In via Bellerio, nel quartier generale della Lega, i fedelissimi di Matteo Salvini avevano fissato l’asticella al 10%. Sotto quella cifra, si diceva nel cerchio magico del leader, sarebbe stato difficile non riconoscere la sconfitta. Il risultato impietoso uscito dalle urne delle regionali in Abruzzo è ben lontano, fermandosi a un 7,4% che brucia ancora di più di fronte al 13% degli alleati di Forza Italia (che che in due anni sono cresciuti di due punti) e al 24% di Fratelli d’Italia a cui andrebbe aggiunto molto di quel 6% della lista civica del presidente Marco Marsilio fortemente sostenuta da persone della presidente del Consiglio Giorgia Meloni.
Salvini deve contare altri 122mila voti persi. Dopo le Europee potrebbe farsi avanti un triumvirato composto da Zaia, Fedriga e Fontana
Il tracollo della Lega sta tutto nel tracollo del suo segretario. Le cifre disegnano i contorni del crollo. Rispetto alle elezioni regionali abruzzesi del 2019 stravinte dalla Lega con il 27% dei voti il partito ha perso qualcosa come 122mila voti. Le 165mila preferenze di cinque anni fa sono un mucchietto di 43mila schede. Se è vero che Marsilio è stato riconfermato presidente (l’unico a riuscirci qui negli ultimi trent’anni di alternanza forsennata tra centrodestra e centrosinistra) la geografia del suo potere oggi racconta tutt’altra storia: i 10 consiglieri leghisti della scorsa legislatura oggi sono diventati due e c’è da scommettere che i quattro assessori del Carroccio su sei saranno solo un ricordo.

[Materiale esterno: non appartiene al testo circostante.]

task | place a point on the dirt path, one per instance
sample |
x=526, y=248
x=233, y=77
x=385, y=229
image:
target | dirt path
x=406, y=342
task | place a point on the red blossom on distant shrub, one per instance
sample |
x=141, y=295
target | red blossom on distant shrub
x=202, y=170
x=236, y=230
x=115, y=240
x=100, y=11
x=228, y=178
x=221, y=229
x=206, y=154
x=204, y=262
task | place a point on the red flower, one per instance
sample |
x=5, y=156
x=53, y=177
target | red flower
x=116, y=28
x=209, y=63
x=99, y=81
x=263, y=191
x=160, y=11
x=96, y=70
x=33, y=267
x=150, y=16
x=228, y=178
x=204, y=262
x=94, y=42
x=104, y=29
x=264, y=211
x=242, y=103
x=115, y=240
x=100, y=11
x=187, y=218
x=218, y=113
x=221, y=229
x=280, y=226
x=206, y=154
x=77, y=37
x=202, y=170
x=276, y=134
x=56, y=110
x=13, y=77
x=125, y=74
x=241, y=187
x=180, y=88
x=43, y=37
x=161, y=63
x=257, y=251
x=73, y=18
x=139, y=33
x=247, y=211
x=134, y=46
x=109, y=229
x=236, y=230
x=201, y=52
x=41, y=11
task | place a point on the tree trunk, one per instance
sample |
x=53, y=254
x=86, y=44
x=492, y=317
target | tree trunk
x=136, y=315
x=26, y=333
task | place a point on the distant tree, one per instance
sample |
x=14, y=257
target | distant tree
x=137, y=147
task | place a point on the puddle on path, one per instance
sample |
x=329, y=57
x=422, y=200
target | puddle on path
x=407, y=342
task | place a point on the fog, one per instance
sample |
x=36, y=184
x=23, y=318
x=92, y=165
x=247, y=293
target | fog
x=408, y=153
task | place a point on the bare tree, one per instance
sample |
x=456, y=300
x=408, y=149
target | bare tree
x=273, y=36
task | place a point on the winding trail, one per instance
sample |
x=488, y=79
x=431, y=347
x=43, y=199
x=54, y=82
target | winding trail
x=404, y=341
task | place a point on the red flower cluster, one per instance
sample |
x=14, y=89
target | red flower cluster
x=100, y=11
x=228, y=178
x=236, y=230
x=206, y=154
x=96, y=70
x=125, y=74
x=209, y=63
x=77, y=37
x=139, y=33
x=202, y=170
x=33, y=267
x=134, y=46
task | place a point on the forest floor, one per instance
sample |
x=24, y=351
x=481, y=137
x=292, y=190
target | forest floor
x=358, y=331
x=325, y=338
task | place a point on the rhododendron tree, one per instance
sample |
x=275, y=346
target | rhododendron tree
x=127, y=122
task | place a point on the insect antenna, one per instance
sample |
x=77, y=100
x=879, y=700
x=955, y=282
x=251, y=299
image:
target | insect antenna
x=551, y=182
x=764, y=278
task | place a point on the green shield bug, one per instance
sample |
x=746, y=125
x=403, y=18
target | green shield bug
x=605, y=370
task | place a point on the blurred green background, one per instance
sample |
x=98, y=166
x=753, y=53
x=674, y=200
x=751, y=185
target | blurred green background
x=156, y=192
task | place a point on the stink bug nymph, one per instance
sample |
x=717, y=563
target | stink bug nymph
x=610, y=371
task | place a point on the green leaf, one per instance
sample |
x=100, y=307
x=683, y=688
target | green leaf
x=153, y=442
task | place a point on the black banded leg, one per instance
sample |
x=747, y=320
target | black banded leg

Che la Lega stesse cominciando “a perdere tutto” per “il chiudere gli occhi, il tirare a campare rispetto a una valanga di problemi che, per scelta venivano accantonati, o per insipienza elusi” l’aveva denunciato all’orecchio di Salvini un leghista doc deluso che a novembre 2021 aveva lasciato la presidenza della società di trasporto pubblico abruzzese. Gianfranco Giuliante in una lettera aperta aveva descritto la leadership di Salvini come “un cesarismo cacio e ova ove esponenti storici della Lega si ritrovano con un daspo che impedisce la possibilità di partecipazione ai congressi senza motivo o per antipatia personale dopo molti anni di ruoli attivi e continuativi che hanno garantito la presenza della Lega in ogni occasione”.
Per Giuliante la gestione Salvini aveva tradotto “il dramma in farsa” e “la storia, che qui è una storiaccia, in isteria”. Poi ci sono stati gli addii dell’ex assessore ad Ambiente ed Energia Nicola Campitelli passato dalla Lega a Fratelli d’Italia (rieletto ieri) e l’assessora regionale alla Salute Nicoletta Verì che ha preferito candidarsi nella lista Marsilio. I dieci consiglieri di Salvini nella scorsa legislatura si sono dimezzati cammin facendo, con uscite più o meno polemiche nei confronti del ministro alle Infrastrutture. Che Salvini fosse terrorizzato da un risultato deprimente era la voce che circolava tra i leghisti. Negli ultimi giorni il segretario si era traferito in Abruzzo in pianta stabile, macinando quindici incontri in sei giorni, attraversando anche i paesi più piccoli. Non è servito.
La gestione padronale del partito presenta il conto al leader della Lega
Non è servita nemmeno la simulata sincerità con cui rivendicava avere comunicato agli abruzzesi il fallimento della linea Roma-L’Aquila con i fondi del Pnrr, poi recuperata in extremis con la promessa arrivata direttamente da Palazzo Chigi. A Salvini in Abruzzo non crede più nessuno e ora, anche in mancanza di congresso, la fronda interna è pronta alla sostituzione. Gli permetteranno come ultimo flop quello delle elezioni Europee e poi l’epoca del “capitano” si chiuderà mestamente. A sostituirlo sarà il triumvirato formato dal presidente veneto Zaia, il governatore friulano Fedriga e il presidente lombardo Fontana oppure il solo Fedriga con l’assenso degli altri due. Si riparte dal nord, dicono i militanti, ma soprattutto si riparte mettendo in panchina Salvini. Lui sui social scrive: “Bella vittoria del centrodestra, con un buon risultato per la Lega che supera i 5 Stelle e sinistra malamente sconfitta”. Ma è una voce in lontananza.